Statcast Defensive GAM: 2015-2016

Since Statcast data became publicly available in 2015, one of its main uses has been to analyze individual hitters, with exit velocity and launch angle combinations beginning to replace the soft, medium, and hard contact distinctions that previously characterized batted balls. While there’s nothing wrong with knowing exactly how hard Giancarlo Stanton hits his home runs, or even his double play balls, Statcast has the potential to be so much more. By measuring exactly where each defender is on the field prior to each pitch, combined with the batted ball data (i.e. exit velocity and launch angle) that Statcast provides, Statcast has the potential to cut through the noise and/or guess work that traditional advanced defensive statistics like ultimate zone rating (UZR), defensive runs saved (DRS), or park adjusted defensive efficiency (PADE) possess. In doing so Statcast can provide perhaps the most effective measure of a position player’s true defensive talent. Unfortunately, MLB does not yet make any defensive Statcast metrics publicly available (although they’ve provided interesting visuals in this regard). While this means it’s currently not possible to evaluate individual defense performance using only Statcast data, enough publicly available Statcast batted ball data exists to help lay the ground work for the creation of a team-wide Statcast dependent defensive metric to hold fans over until MLB does release additional defensive Statcast data. With that in mind, I set out to create a rudimentary defensive metric (Statcast Defensive Efficiency) to measure an individual MLB team’s defensive ability based on the probability a batter would reach base (i.e. via single, double, triple, home run, fielding error, or fan interference) using the individual Statcast exit velocity and launch angle combinations for each ball in play for both the 2015 and 2016 seasons. To do this I utilized a general additive model (GAM), which has been used a couple of times before in Exploring Baseball with R.
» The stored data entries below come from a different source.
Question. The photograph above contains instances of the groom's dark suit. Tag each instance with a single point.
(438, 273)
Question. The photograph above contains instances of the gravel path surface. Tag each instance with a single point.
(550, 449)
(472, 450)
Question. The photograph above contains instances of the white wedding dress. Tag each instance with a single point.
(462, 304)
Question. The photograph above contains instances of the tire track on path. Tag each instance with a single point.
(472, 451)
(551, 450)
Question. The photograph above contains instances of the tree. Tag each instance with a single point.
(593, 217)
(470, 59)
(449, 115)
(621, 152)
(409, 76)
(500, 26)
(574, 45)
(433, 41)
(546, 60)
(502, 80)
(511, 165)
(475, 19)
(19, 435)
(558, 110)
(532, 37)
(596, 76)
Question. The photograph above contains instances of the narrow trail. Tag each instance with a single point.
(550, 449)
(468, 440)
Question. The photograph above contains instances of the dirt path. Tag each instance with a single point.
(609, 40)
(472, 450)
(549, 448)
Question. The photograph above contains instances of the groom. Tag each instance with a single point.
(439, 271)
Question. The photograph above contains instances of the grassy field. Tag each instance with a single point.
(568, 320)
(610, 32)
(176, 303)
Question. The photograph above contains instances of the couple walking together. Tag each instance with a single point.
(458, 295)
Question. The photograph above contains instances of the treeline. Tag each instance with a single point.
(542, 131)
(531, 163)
First, let me explain how I compiled the Statcast data. I went to baseballsavant.com and then to the Statcast Search section. From here I entered in the maximum and minimum ranges for launch angle and exit velocity on an individual team-by-team basis for both 2015 and 2016 (60 total CSV files). Please note that there may be a faster way to compile this data, but this was the most efficient way I came up with. After doing this I ended up with a preliminary sample size of 224,266 balls in play between the 2015 and 2016 regular seasons. As Statcast was initially rolled out in 2015, there were some kinks that still needed to be worked in the collection of the batted ball data; to be clear, this data is far from from perfect or complete. To try and combat this I removed all balls in play for 2015 and 2016 that had a listed exit velocity of zero. This brought my total balls in play down from 112,455 to 111,995 in 2015, and 111,811 to 111,809 in 2016. Altogether I ended up with 223,764 balls in play to sample from across the 2015 and 2016 regular seasons.

Next, I created some plots using the GAM that illustrate what combination of exit velocity vs. launch angle typically have higher reach base probabilities for both the 2015 and 2016 seasons.
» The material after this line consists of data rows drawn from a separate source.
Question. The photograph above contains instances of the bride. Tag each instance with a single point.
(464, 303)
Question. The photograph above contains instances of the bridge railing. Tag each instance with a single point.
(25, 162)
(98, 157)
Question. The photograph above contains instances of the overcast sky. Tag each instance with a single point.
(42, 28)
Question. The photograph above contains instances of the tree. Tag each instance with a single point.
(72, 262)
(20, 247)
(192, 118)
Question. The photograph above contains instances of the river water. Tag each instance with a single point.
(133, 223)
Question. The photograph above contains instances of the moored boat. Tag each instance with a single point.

screen-shot-2016-10-17-at-3-21-02-pm

screen-shot-2016-10-17-at-4-21-45-pm While the above two graphs give an overall view of what combinations of exit velocity vs. launch angle lead to high reach base probabilities, I’ve synthesized the main ideas in the following plots below. For both the 2015 and 2016 season, I plotted ground balls (zero degree launch angle), line drives (fifteen degrees), and fly balls (thirty degrees) in conjunction with exit velocity vs. reach base probabilities.

screen-shot-2016-10-17-at-4-13-47-pm

Screen Shot 2016-10-17 at 4.26.01 PM.png The only major difference between the two above graphs is the ground ball reach base probability between twenty five and fifty degrees, which may have occurred due to sample size differences in the 2015 season vs. the 2016 season.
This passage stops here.